Ridiculed by mainstream press and mostly ignored by alternative media, there are all the questions of branding, promotion and prejudice here to explore. But what makes My Teenage Dream Ended so significant is its realistic portrayal of a mind mashed by mass media. The title’s quietly clever inversion of the Katy Perry album Teenage Dream is offset by crude idioms like Liar Liar (“your pants on fire”), absurd motifs like a camera-clicking sound byte on the hysterical eurodance of ‘After Prom’ or a Hawaiian Aloha fade-out following the obscenely short wig-out of ‘The Sunshine State’. It’s a silly sense of humour many contemporary fringe artists are known to indulge in. If it isn’t Maria Minerva’s looped sample of The Chordettes’ ‘Mister Sandman in The Star’ on Will Happiness Find Me?, then it’s Laurel Halo’s intentionally discordant vocal tracking over all of Quarantine. In fact, the digital world is rife with self-aware artists indulging in cheeky tributes to trash, where Lauren Devine’s ‘Just A Little Ready’ (which, incidentally, lists Laurel Halo in the writing credits) is somehow distinct from the clueless posturing of Rebecca Black’s ‘Friday’. But as Susan Sontag writes, “the pure examples of camp are unintentional; they are dead serious”, and in that, the aforementioned artists pale in comparison to Farrah Abraham. Because what’s more pertinent about My Teenage Dream Ended is not whether it qualifies as pop music or outsider art, but where it falls within the realms of a camp aesthetic and what that means for achieving a greater understanding of the world around us.

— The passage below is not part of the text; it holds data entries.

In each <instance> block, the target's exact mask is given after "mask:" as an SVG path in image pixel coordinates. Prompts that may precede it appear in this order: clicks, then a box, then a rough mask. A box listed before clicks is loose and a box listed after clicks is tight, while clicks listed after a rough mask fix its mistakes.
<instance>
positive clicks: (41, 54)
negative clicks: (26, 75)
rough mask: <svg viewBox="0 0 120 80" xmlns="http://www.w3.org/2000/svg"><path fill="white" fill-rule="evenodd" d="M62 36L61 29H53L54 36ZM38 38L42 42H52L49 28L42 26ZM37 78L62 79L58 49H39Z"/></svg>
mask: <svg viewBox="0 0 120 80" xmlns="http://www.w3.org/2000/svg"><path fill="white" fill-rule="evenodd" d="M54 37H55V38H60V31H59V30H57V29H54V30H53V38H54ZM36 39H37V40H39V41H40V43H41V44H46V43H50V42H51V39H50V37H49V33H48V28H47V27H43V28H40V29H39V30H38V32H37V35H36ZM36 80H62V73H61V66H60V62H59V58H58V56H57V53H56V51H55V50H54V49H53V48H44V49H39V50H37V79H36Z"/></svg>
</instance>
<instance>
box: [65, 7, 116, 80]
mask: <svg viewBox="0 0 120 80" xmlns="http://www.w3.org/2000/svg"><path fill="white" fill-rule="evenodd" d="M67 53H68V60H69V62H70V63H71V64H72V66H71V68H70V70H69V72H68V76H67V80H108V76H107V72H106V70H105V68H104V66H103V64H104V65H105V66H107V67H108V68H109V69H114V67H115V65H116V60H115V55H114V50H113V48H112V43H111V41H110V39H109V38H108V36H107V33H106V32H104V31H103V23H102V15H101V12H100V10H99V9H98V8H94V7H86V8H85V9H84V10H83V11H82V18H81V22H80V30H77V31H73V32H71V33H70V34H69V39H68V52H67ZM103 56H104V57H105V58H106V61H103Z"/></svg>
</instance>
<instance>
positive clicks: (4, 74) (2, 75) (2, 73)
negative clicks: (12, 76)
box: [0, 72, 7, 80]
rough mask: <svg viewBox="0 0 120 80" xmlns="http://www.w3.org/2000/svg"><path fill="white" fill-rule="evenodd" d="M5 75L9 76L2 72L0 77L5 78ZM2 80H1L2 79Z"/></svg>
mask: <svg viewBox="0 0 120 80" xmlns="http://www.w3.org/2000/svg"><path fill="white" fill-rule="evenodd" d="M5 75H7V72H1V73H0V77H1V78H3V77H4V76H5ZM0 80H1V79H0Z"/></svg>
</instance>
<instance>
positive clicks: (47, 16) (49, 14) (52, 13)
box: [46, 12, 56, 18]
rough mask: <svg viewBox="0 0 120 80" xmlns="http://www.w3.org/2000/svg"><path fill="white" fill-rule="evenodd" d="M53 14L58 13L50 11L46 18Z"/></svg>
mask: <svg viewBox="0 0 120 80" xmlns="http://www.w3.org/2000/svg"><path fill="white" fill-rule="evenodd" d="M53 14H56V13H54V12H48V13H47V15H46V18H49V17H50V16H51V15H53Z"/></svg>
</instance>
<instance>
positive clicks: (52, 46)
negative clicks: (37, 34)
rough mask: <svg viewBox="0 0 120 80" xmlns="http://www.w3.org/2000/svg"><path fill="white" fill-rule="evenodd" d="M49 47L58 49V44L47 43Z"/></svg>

That’s because My Teenage Dream Ended is a frightening, fragmented portrait of modern life from the perspective of Generation Z; a Warholian nightmare of people raised on digital culture who see little to no distinction between the virtual and the ‘real’ worlds. It’s a place where life is a wasteland of half finished projects, unformed ideas and an audio interface strewn with the sound bytes and debris of anything that takes one’s fancy. It’s oddly reminiscent of video artist Ryan Trecartin’s weird suburban nightmares, where non-sequiturs and worn out clichés –both sonic and literal – are thrown together into a non-linear audio-visual narrative, generating a glut of information, confusion and an overwhelming sense of isolation. You only have to look at the cross-thinking exploits surrounding the neglected ‘Steven’ in I-BE AREA (Adoption Audition Tapes and Head-PArent) – “I feel like I’m just a household prop, with a really awesome rockin’ bedroom, okay?” – to make the comparisons to something like My Teenage Dream Ended. Except that, where Trecartin offers a mere rendering of modern life from the perspective of an 80s baby onlooker with an analogue way of thinking, 90s-born Farrah Abraham holds up a mirror and reveals the digital dystopia from whence she came, in her very own shattered reflection.

When you think about it, there’s really no argument for disregarding ‘My Teenage Dream Ended’ beyond some eyebrow-raising preconceptions about what constitutes pop and/or avant-garde music. And if this millennium has taught us anything, it’s that those guidelines for contextualizing and determining an artwork’s cultural value are arbitrary at best. Britney Spears’ Blackout, Christina Aguilera’s Bionic, hell, even Robbie Williams’ hip hop flop Rudebox were records met with an ambivalent reception by its intended audience, only to be appreciated for just how significant they were the further we move away from them. After all, it’s time that “liberates the work of art from moral relevance” and as Katy Perry and Lady Gaga’s all-too-conscious-Camp is reduced to mere symbolism, it’s naïve artists like Farrah Abraham that present a truly thought-provoking challenge to the status quo. That’s because it doesn’t take vanilla songs and au courant social engagement to make a record of the future but the unconscious mindfuck of pure, unfiltered self-expression to create the subversive masterpiece of today, and chart-topper of tomorrow.